GSoC CM collaboration
Tomas Carnecky
tom at dbservice.com
Mon Mar 3 09:47:09 PST 2008
Olivier Galibert wrote:
> On Mon, Mar 03, 2008 at 04:41:08PM +0100, Tomas Carnecky wrote:
>> I was thinking about special atoms attached to windows that specify in
>> which colorspace/profile its contents are [...]
>
> You can have one window split on multiple monitors, you can have one
> window cloned on multiple monitors. Dunno if you can have a
> combination of both, but I don't see why not. Requires 3 simultaneous
> video outputs though, which is still rare nowadays.
But the colorspace/profile stays the same for the whole window, so it
make sense to attach that information to the window rather then anything
else.
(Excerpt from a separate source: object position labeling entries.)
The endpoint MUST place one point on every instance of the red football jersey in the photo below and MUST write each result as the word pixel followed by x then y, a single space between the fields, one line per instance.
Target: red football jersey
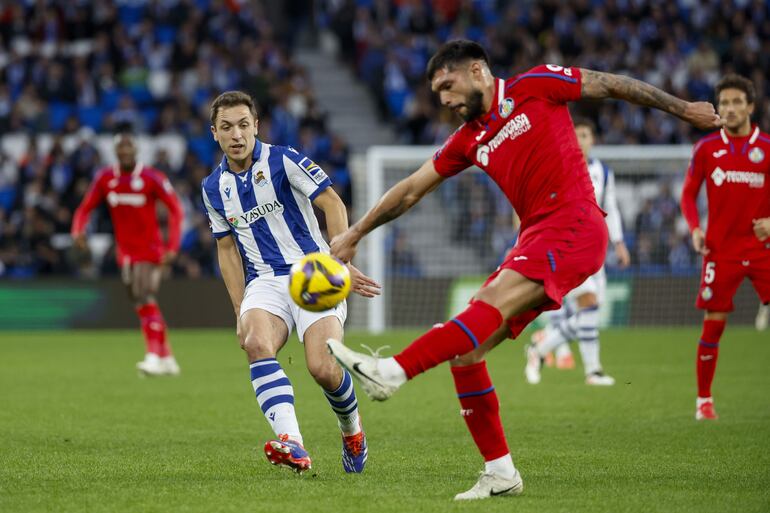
pixel 737 175
pixel 526 143
pixel 131 198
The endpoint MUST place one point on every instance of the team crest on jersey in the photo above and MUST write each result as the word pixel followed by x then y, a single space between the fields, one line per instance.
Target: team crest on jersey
pixel 506 107
pixel 756 155
pixel 259 179
pixel 313 170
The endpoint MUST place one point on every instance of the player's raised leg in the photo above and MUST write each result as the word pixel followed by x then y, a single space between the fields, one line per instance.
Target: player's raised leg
pixel 143 280
pixel 508 294
pixel 338 389
pixel 480 409
pixel 262 336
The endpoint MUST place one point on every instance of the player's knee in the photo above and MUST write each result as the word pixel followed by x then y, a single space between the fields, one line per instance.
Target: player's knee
pixel 257 347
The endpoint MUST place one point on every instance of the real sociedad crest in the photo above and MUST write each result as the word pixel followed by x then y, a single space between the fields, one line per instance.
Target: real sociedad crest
pixel 259 179
pixel 505 108
pixel 756 155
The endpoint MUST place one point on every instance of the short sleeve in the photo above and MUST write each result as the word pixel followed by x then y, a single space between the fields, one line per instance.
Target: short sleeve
pixel 450 159
pixel 304 174
pixel 218 224
pixel 551 82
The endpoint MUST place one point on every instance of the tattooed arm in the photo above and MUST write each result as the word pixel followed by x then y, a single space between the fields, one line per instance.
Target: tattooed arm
pixel 397 200
pixel 597 85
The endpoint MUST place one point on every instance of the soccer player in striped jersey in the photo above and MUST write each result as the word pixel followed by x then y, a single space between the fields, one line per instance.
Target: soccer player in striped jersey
pixel 259 201
pixel 578 318
pixel 518 131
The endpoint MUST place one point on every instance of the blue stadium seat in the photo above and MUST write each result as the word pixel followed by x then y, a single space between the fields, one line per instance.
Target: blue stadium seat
pixel 58 113
pixel 90 117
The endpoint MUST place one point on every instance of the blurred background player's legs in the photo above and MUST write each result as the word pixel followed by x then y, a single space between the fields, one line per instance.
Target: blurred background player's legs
pixel 578 320
pixel 143 282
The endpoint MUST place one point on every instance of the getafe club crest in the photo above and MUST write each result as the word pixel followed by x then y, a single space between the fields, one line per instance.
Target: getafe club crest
pixel 505 108
pixel 259 179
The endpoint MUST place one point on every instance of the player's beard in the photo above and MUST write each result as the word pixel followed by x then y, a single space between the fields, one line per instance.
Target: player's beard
pixel 474 106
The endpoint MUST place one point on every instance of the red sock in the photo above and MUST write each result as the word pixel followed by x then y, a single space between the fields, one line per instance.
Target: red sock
pixel 154 329
pixel 457 337
pixel 708 351
pixel 481 409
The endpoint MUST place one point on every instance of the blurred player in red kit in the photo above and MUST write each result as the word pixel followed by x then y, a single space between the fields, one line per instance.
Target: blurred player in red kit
pixel 735 164
pixel 131 190
pixel 520 133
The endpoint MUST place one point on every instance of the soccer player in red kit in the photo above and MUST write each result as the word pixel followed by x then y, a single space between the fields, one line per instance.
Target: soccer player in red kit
pixel 131 190
pixel 735 164
pixel 519 132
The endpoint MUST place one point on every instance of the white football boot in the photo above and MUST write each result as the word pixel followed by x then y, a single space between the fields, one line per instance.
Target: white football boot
pixel 151 365
pixel 534 364
pixel 600 379
pixel 170 366
pixel 363 367
pixel 763 316
pixel 492 485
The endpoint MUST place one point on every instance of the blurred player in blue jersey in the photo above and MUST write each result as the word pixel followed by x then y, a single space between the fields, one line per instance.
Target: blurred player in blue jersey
pixel 259 201
pixel 578 318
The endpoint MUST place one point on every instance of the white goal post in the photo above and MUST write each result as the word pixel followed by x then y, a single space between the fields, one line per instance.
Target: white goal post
pixel 382 166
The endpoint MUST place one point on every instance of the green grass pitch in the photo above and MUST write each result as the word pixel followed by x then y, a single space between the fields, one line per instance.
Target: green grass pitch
pixel 79 431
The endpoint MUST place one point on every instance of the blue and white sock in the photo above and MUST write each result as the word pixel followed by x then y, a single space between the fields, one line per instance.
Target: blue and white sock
pixel 345 405
pixel 275 396
pixel 588 339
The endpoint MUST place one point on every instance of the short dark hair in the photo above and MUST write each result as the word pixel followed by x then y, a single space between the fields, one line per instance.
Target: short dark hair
pixel 583 121
pixel 231 99
pixel 453 53
pixel 734 81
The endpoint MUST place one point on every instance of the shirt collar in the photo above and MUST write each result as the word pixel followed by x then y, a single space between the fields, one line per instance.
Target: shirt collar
pixel 255 156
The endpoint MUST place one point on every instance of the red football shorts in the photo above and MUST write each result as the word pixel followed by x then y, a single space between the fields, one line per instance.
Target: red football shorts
pixel 561 252
pixel 720 280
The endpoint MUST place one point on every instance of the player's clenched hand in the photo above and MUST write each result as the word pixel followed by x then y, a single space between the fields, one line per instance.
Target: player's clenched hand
pixel 702 115
pixel 343 246
pixel 699 241
pixel 762 228
pixel 361 284
pixel 624 258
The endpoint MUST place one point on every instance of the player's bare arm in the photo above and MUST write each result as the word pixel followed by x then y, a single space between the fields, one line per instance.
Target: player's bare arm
pixel 336 223
pixel 597 85
pixel 400 198
pixel 232 271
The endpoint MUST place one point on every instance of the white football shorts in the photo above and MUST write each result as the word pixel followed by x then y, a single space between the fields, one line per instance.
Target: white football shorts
pixel 271 293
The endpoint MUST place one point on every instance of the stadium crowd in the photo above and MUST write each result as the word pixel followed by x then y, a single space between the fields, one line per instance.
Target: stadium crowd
pixel 83 67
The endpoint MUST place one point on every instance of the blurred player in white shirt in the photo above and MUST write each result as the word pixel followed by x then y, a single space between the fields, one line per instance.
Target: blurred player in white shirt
pixel 578 318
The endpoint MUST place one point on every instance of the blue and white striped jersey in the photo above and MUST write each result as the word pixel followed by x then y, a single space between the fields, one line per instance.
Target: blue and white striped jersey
pixel 267 208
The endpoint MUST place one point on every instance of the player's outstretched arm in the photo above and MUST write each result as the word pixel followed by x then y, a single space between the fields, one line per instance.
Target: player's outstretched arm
pixel 598 85
pixel 232 271
pixel 397 200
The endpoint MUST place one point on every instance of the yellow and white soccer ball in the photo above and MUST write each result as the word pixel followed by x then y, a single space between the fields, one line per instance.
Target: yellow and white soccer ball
pixel 319 282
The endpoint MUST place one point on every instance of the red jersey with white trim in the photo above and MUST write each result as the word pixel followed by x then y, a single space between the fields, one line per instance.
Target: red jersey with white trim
pixel 526 143
pixel 131 198
pixel 737 175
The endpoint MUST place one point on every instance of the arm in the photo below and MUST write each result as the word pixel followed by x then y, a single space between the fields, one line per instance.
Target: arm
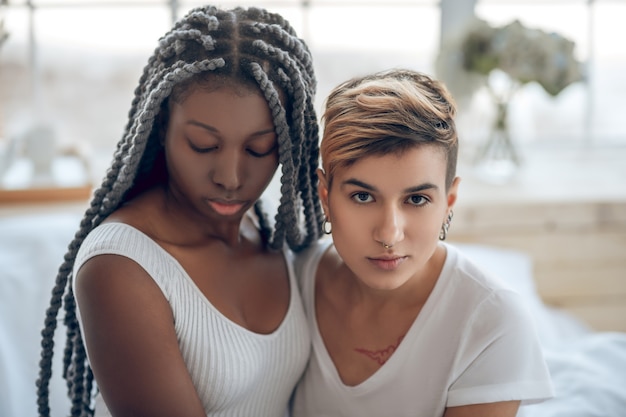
pixel 499 409
pixel 132 345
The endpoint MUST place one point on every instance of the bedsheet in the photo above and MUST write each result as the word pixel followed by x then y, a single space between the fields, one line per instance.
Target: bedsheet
pixel 588 368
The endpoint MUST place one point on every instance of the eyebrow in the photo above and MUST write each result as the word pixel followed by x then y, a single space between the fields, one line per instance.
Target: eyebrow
pixel 214 130
pixel 410 190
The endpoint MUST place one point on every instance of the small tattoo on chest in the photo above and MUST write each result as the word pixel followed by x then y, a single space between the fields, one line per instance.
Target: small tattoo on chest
pixel 380 356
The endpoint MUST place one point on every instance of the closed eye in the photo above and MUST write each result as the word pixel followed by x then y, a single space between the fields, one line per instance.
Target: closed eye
pixel 199 149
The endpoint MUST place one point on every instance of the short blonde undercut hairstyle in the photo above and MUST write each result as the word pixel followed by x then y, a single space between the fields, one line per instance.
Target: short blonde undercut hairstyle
pixel 387 112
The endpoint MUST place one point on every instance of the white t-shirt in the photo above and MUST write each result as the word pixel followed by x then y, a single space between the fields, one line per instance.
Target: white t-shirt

Whether part of the window is displayed on different monitors is
the problem of whoever does the colorspace transformation.
In case of twinview/xinerama, where the layout of the monitors is known,
it should be possible to apply different transformation depending on on
which monitor a particular part of the window is displayed. In the case
of cloned windows, it depends on who does the cloning. If its the
compositing manager then nothing changes, the cloned window is simply
treated as a separate window and the appropriate transformations are
applied. If the cloning is done using xrandr, eg. the very same
framebuffer is scanned out to two different monitors, then you're out of
luck.
The color transformation should be preferably done on the GPU. The
newest chips, with 1 teraflops and more, are fast enough and it would
lighten the pressure on the CPU. The downside? Older chips with no
support for shaders would be not be able to support this type of color
management.
Then there is the question whether the transformation should be done in
the xserver or in a client (eg. compositing manager). I don't know how
hard it would be to add that kind of OpenGL code to the xserver core.
There certainly wouldn't be a performance downside - now that OpenGL is
accelerated on the server-side (AIGLX). But that approach would require
much more complex changes than a client-side solution.